Preconception Nutrition

Aside from reducing stress, eating a plant-based, whole-foods diet is a great way to boost your fertility. Basically, our bodies are designed to try and “get us pregnant" every cycle. If there are outside factors (like stress, poor nutrition, repeated illnesses, etc.) telling our bodies “this isn’t a good time to get her pregnant," then conceiving might be a bit more challenging.

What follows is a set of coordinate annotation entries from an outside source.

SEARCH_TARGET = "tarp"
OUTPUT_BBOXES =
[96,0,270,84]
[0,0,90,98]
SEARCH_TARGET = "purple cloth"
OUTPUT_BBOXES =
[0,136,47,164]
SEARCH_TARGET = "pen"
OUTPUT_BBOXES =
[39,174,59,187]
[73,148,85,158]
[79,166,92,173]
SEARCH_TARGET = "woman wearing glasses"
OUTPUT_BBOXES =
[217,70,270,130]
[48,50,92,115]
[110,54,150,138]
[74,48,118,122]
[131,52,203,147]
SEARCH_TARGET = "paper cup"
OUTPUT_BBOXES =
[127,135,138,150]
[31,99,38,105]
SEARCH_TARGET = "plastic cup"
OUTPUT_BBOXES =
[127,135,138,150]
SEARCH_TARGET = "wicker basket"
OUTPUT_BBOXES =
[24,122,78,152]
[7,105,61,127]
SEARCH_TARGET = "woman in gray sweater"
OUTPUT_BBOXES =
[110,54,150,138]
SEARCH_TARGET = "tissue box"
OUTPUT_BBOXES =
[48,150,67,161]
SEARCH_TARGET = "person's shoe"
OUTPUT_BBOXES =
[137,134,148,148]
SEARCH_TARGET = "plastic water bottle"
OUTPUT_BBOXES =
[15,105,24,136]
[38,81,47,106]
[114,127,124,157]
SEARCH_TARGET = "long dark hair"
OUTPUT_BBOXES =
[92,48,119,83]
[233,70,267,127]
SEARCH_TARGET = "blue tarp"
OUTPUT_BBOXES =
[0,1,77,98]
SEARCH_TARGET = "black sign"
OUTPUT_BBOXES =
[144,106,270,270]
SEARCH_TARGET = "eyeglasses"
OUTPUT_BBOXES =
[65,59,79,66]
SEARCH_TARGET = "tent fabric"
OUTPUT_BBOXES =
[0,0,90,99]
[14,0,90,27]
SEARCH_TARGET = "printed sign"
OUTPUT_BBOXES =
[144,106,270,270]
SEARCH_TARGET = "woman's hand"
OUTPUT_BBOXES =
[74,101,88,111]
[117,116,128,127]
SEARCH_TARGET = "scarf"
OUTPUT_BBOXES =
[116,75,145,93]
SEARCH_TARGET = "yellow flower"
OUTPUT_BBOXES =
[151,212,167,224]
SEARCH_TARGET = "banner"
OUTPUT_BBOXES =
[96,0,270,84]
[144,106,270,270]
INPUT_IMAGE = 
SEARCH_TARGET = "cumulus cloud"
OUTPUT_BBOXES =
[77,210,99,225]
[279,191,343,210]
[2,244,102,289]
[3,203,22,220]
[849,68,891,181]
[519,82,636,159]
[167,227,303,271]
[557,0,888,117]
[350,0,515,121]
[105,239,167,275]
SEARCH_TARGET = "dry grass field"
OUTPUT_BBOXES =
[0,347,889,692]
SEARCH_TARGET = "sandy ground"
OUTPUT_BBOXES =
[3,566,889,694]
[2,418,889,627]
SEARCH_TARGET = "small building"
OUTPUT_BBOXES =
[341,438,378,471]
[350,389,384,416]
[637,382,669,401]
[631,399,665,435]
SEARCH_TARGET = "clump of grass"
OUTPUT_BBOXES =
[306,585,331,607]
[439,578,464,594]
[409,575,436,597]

"Real Food for Mother & Baby: The Fertility Diet, Eating for Two, and Baby’s First Foods" by Nina Planck is a great place to start. The rule-of-thumb is to eat REAL food… what our great-grandmothers would have recognized as food ;)

Two things to keep in mind… avoiding the “dirty dozen" and eating low-mercury fish. The dirty dozen includes foods in which we eat the skin or the skin is thin (and potentially covered in pesticides): apples, bell peppers, blueberries, celery, cherries, grapes (imported), kale, nectarines (imported), peaches, potatoes,  spinach/lettuce, and strawberries. It’s best to buy these organic and/or local. Low-mercury fish choices (so our body doesn’t store heavy metal poisons) include arctic cod, anchovies, catfish, clam, crab, oyster, sardine, scallop, shrimp, tilapia, trout, and wild salmon (http://www.montereybayaquarium.org/cr/seafoodwatch.aspx).

Yum! Eating for 1 so that eventually you’re “eating for 2" can taste really good!